Day sixty-nine: Mad Max (May, 17)

A low budget movie from an unknown aussie director has a fourth sequel 35 years after its premiere... That's Mad Max, and I thought I should watch it again before going to the movies to check out this new film on the franchising.

I rarely read something about a movie before seeing it, so I didn't know the new Mad Max: Fury Road is a sequel. First, I thought it was a remake, so I wasn't so enthusiastic about it. But all the hype and great ratings (100% at RottenTomatoes on the first days is something to look for - now it is in 98%) lead me to pay careful attention to it. 

I've seen the first Mad Max 30 years ago, and had no recollection about it beyond the fact that I'd enjoyed it a lot and that the third installment - Mad Max Beyond Thunderdome - was pretty silly. So see it again before reaching the new Mad Max movie sounded a good idea. 

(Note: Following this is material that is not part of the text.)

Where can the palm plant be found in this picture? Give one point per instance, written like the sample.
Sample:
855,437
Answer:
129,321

And it was. Today, dystopian fiction is  a common sense, but to realize what was for a doctor-turned-director produce such a story on the late 70's in the remote Australian desert is a good story in itself. The desert could be the protagonist in this story. The post-apocalypse punky visual is greatly bizarre. An unknown too young Mel Gibson has no expression, but who's complaining? And some scenes are awfully edited. But that doesn't take out the credit of this movie and his pioneering features. Not for nothing it is still here 35 years its first appearance.

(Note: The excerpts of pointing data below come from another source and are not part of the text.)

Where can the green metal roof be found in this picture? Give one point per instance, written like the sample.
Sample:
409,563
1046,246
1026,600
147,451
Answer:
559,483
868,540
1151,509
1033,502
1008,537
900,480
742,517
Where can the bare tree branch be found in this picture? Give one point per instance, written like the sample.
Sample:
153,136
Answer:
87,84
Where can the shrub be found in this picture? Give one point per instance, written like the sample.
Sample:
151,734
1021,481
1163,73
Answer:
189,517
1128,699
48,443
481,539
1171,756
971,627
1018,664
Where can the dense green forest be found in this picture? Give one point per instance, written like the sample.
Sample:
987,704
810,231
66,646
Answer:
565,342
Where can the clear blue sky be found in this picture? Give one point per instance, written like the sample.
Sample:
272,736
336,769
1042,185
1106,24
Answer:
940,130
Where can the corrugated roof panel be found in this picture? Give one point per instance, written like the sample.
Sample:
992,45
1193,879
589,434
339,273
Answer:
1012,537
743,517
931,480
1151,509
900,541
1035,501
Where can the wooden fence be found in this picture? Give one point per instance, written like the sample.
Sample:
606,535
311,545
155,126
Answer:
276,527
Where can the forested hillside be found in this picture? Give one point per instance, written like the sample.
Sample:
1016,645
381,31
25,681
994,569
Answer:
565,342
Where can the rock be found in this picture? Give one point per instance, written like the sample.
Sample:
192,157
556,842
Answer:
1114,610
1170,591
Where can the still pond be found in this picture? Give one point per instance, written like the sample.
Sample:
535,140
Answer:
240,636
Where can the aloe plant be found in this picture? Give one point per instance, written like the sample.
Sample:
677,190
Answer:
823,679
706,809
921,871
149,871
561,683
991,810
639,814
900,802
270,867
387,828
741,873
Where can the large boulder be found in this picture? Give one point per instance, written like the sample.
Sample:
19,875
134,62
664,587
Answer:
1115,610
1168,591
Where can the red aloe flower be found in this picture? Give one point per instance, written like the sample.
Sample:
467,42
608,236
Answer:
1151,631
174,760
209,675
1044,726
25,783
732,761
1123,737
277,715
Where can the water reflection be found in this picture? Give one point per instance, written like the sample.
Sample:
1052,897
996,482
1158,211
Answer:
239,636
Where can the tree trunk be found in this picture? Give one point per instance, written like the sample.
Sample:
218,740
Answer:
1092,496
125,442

George Miller got the money for his post-apocalypse movie doing shifts as a doctor in a ER. He did what he could to shoot Mad Max in such a low budget. After 35 years from his first movie, he finally was able to achieve his vision - that I have to see yet, I'm just assuming. His filmography during this time is curious: from the Mad Max movies he went to more emotional productions as Lorenzo's Oil and child films, with The Witches of Eastwick  in the middle. For that, I think his story would deserve a film.

Seeing Mad Max before going to the movies to check out its new installment was a nice experience. And it continued in the next day, with the second movie in the series. But that is a story for another post. See y'a :)

Mad Max. Directed, written (with James McCausland), produced, envisioned
by George Miller. With: Mel Gibson, Joanne Samuel, Hugh Keays-Byrne.
Australia, 1979, 88 min., Mono, Color (DVD). 

PS: There's a lot of interesting curiosities in this production: see imdb.com trivia.